Peter turned and I followed with steady steps, pushing my way gently through the grass. The wind rushed through the stalks, making them shimmer in the sunlight and hiss like rushing water. I could almost absorb everything around me, the sunlight, the currents of air, all the sensibilities of the moment, but something was missing. Something prevented me from finding true peace.
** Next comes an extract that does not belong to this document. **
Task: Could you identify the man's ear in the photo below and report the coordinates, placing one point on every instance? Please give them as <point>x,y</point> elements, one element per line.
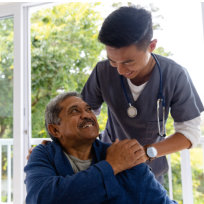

"Madame, are you not coming?"

I looked up. I had halted my progression without realizing that I had done so. Peter was yards ahead of me, his black orbs trained on my face, reading my open expression. I wanted so much out of this world and I found myself so little satisfied with it. I prided myself for being independent but I couldn't even find a foundation on which I could be truly free. Didn't Will once tell me that we are all dependent on other people whether we have freedom are not? But who was it that I could truly be dependent upon? I once thought it was my father. I once thought he was the rock which I always knew would be there, which I could always go back to. Peter was the one here. The only one here. Could I really be dependent on a ten-year-old? Could I be dependent on a child commissioned to watch over me? I was initially under the suspicion that Will paid him in cocoa powder. And maybe he did. And maybe I had the chance to start over, start fresh, and not allow previous failures to push me down before I even made the effort to begin again.

I picked up my skirt and kicked off the ground. "I'll race you back!" I cried as I passed him.